List:Internals« Previous MessageNext Message »
From:Michael Widenius Date:November 23 2000 9:06pm
Subject:Re: Index with condition? [A distant idea]
View as plain text  

>>>>> "Jan" == Jan Dvorak <jan.dvorak@stripped> writes:

Jan> Hi,
Jan> Michael Widenius wrote:
>> Hi!
>> >>>>> "Jan" == Jan Dvorak <jan.dvorak@stripped> writes:
Jan> Hi,
Jan> Michael Widenius wrote:
>> <cut>
Jan> I think it would be smaller - one would get rid
Jan> of both the keys and the row pointers!
Jan> If I have 10M rows in a dynamic format,
Jan> that's 40MB of row pointers!
>> Only of there is a lot of NULL entries.  If the index is a compressed
>> index, each NULL will only take about 2 bytes, in which case it's only
>> 20M of pointers. As long as you are not searching after NULL's these
>> entires are not touched and takes only place on disk; They will not
>> normally make the access to the other rows notably slower.

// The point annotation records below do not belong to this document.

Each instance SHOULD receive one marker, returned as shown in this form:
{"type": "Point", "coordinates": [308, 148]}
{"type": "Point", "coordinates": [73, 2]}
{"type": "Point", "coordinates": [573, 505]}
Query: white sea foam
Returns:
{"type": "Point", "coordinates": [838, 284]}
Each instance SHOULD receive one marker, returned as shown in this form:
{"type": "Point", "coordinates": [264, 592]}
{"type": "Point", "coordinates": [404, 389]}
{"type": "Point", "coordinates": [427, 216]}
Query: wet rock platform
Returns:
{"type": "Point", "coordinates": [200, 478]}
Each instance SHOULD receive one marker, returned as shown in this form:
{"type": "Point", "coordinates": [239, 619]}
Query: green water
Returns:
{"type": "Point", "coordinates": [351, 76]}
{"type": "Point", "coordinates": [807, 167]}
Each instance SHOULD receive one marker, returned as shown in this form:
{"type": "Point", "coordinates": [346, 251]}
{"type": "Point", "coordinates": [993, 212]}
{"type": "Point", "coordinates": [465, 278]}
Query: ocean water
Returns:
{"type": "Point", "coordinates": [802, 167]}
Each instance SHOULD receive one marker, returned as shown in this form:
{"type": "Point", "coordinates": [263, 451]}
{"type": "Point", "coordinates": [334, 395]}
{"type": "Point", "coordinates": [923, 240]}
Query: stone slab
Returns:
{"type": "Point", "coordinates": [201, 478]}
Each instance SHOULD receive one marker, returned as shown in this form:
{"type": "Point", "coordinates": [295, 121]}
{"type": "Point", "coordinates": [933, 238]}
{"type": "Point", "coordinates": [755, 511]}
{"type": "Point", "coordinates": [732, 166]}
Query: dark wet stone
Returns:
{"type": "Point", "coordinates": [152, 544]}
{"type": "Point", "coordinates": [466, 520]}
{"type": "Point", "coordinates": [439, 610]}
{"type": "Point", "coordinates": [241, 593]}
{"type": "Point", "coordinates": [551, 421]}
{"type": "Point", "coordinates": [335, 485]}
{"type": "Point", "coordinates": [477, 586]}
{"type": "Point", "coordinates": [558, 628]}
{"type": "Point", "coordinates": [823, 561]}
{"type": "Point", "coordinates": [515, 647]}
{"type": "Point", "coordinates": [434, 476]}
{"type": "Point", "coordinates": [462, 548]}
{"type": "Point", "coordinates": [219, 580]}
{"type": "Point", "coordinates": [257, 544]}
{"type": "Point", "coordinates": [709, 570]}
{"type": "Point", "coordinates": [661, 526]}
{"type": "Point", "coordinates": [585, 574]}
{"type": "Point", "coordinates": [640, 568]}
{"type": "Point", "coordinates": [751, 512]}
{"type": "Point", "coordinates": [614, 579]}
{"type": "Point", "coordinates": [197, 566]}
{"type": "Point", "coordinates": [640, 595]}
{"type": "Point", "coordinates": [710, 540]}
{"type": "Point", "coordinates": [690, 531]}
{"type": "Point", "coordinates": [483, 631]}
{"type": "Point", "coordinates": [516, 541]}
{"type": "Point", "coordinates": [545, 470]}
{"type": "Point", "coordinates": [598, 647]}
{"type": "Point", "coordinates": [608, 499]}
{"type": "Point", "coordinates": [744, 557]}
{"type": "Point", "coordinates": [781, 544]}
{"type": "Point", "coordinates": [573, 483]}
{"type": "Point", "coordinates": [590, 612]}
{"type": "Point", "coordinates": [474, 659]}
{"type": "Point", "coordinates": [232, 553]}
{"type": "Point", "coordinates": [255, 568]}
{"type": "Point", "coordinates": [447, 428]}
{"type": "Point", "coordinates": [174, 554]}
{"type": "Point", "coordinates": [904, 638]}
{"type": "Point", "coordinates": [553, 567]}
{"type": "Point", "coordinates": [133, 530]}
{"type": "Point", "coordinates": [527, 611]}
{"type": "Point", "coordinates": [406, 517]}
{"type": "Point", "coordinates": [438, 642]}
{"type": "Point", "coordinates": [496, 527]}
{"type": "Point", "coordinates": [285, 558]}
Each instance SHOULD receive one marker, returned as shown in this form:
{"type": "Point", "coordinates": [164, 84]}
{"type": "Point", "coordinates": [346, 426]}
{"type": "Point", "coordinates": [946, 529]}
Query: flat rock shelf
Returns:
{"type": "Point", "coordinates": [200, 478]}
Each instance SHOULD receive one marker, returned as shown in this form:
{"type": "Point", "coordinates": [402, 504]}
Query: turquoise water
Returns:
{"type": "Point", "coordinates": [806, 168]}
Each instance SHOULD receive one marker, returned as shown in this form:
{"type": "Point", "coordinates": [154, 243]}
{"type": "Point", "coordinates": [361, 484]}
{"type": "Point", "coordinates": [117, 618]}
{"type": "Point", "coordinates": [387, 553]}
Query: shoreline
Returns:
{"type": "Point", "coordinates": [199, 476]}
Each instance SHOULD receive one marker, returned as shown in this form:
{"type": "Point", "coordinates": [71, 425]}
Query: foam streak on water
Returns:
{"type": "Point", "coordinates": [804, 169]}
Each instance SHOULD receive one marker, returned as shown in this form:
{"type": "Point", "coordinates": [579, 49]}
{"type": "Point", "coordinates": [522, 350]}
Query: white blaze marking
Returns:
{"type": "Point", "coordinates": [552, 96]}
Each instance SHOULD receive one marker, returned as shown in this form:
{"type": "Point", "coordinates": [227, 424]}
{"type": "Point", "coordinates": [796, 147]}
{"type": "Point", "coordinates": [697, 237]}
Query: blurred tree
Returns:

Jan> I suppose I should sort the index blocks often,
Jan> or the not-NULL blocks will be spread all over the index file?

I agree that B-trees gets a bit fragmented over time;  OPTIMIZE TABLE
would ensure that the NULL index is in the left part off the tree
(away from the other data)

>> >> Another problem is also that the checking of index corruption and
>> >> repairing gets easily much more complicated.
Jan> Yes.
Jan> After all myisamchk functionality is merged into mysqld,
Jan> will it continue to exist as a stand-alone utility?
>> The plan is that it will continue to exist as a standalone utility;
>> This gives you the benefit to be able to repair most tables off-line
>> which is safer is there by some strange reason would be a bug in the
>> repair code.

Jan> This looks like a wise decision.

Jan> I know Informix a little bit.
Jan> Their server is basically in two possible modes:
Jan>  * online: serving clients.
Jan>  * quiescent: checking and repairing dbspaces.
Jan> When the server is brought up, it enters the quiescent mode
Jan> and "mounts" all the dbspaces it should work with.
Jan> Only when it's ready, it enters the online mode.
Jan> If you pass an option to the server,
Jan> it only does the quiescent part and then exits.
Jan> This way, they could get rid of standalone utilities for the check & repair.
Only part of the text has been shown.